Someone recently told me he thought decanting must be out of fashion, as antiques markets seem to be full of old decanters that no-one wants. So is decanting a thing of the past; a dark art, practised only in stuffy old Gentlemen’s Clubs? Absolutely not!
Read on and find out why you should be decanting.

What is the Purpose of Decanting?
In a nutshell, there are two main reasons for decanting:

  1. To separate out any unwanted sedimentary deposits which have formed naturally in the bottle.
  2. To allow the wine to ‘breath’.  Breathing simply means bringing the wine into contact with Oxygen so that it can react with it and form more complex aromas and flavours.  This is the same reason that we swirl wine in the glass or draw air through it, in our mouth.  The surface area of wine exposed to the air in a decanter is considerably larger than in a glass and will allow this process to work more effectively.

So When Should I Decant?
For a younger wine, try decanting if you think a wine is being opened ahead of its optimum drinking age. Decanting often benefits younger fine wines the most, as the subtle oxidation of resting in a decanter for a few hours can help to soften youthfully firm tannins and release aromas that may otherwise remain subdued.

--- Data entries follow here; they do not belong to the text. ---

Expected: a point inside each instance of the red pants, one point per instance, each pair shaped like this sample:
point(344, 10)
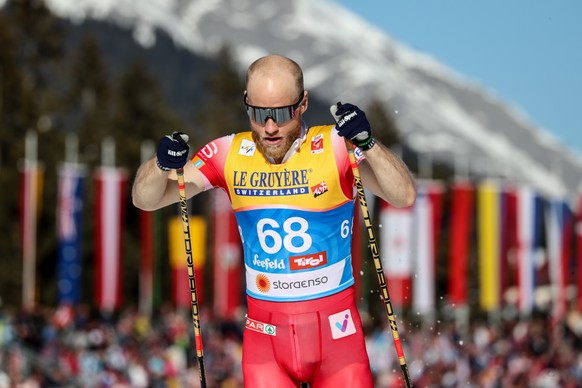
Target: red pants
point(318, 341)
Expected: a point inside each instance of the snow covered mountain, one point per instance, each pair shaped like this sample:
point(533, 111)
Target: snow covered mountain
point(440, 113)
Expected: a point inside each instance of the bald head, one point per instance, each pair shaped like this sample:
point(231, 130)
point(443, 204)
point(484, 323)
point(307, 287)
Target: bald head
point(276, 78)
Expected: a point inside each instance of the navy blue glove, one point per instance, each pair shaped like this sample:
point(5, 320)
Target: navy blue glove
point(173, 151)
point(353, 124)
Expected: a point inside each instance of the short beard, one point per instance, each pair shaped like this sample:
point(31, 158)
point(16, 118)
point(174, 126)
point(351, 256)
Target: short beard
point(277, 153)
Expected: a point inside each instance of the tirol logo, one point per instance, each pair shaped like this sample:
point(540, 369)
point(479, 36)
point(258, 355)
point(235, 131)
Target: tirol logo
point(263, 283)
point(247, 148)
point(317, 144)
point(269, 263)
point(198, 163)
point(342, 324)
point(306, 262)
point(319, 189)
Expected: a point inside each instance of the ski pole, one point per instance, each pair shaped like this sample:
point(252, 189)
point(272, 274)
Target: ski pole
point(377, 261)
point(191, 278)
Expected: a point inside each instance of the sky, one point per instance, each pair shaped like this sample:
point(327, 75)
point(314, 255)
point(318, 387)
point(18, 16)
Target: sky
point(527, 52)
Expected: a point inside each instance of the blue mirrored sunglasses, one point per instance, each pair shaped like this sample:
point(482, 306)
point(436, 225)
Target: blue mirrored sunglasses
point(280, 115)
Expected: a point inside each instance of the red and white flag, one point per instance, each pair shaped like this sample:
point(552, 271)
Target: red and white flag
point(227, 253)
point(396, 251)
point(460, 232)
point(111, 188)
point(427, 212)
point(150, 245)
point(557, 228)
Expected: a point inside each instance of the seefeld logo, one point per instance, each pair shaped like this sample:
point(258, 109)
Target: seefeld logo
point(268, 263)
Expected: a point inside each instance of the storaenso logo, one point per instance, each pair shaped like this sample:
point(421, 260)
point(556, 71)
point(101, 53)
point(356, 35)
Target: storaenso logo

For an older wine, I would caution against automatic decanting; there is a risk that a very mature wine that is decanted will be exposed to too much Oxygen, too quickly, thereby accelerating its deterioration. My preference is to stand the bottle up for 24-48 hours prior to opening, to settle any fine deposits.  Having then pulled the cork, I will check the nose and taste a sip, well in advance of the time I intend to serve. This gives me the chance to evaluate the maturity of the wine and assess whether there is any benefit to be had from decanting. If the wine is a little muted or still shows vigorous tannins, I’ll decant.  On the other hand, if it appears to be fully expressive and pleasurable, I’ll put the cork back in and either serve from the bottle or leave decanting until immediately prior to serving.  This method also avoids any embarrassing moments with cork-tainted wines when you’re pouring and it’s too late to substitute a different bottle.